The express from Shanghai clanked to a stop in Peiping’s Chien Men station. Waiting on the platform was a solid array of Communist bigwigs—Chairman Mao Tse-tung, Commander in Chief Chu Teh, foreign affairs expert, Chou Enlai, a score of lesser party bosses and assorted “democratic personages.” From the train into this welcoming group stepped dignified little Madame Sun Yatsen.

Her arrival in China’s Communist capital was the big act in an intensive Communist drive to win friends for Soviet Russia. She is chairman of the new Sino-Soviet Friendship Association, now getting top play in China’s Communist press.

Madame Sun, who is an elder sister of Madame Chiang Kaishek, “withdrew” from politics in 1927 as a gesture of solidarity with the Communists in their break with Chiang Kai-shek’s Nationalists. She spent two years in Moscow, then returned to Nationalist China. She remained frankly hostile to the Chiang Kai-shek regime, dabbled in welfare work, gathered a circle of international left-wingers around her. When the Communists took over Shanghai, she fell in with their plans for Sino-Soviet friendship.

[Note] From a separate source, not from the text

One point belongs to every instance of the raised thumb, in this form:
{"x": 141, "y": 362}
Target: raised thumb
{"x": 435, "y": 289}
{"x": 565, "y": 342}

“We must lean to one side,” Mao Tse-tung proclaimed last July. The Sino-Soviet Friendship Association was the apparatus the Communists set up to get Chinese to lean—toward the U.S.S.R., of course. Association branches have mushroomed in every sizable Communist-held city. Shanghai’s got under way last week. On a public platform adorned with huge posters of Lenin, Stalin, Mao Tse-tung and Chu Teh, Shanghai’s Communist leaders echoed the word: “We want to lean to one side.”

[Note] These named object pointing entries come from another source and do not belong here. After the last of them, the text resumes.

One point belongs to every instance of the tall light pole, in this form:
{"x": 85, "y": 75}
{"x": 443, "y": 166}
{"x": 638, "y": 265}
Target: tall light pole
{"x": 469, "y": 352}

In North China, the Sino-Soviet Friendship Associations were way ahead. Dairen’s association claimed a membership of more than 200,000. This month in Dairen is “Sino-Soviet Friendship Month.” A campaign is under way to have citizens “publicize, learn from and support Soviet Russia!” Peiping recently staged a gigantic Soviet exhibition “to introduce systematically the great socialist construction of the U.S.S.R.” Madame Sun’s presence and her exhortation for Chinese and Russians to march ahead as “comrades-in-arms” topped the propaganda campaign. For her labors, the Red press hailed her as “the Exalted Widow.”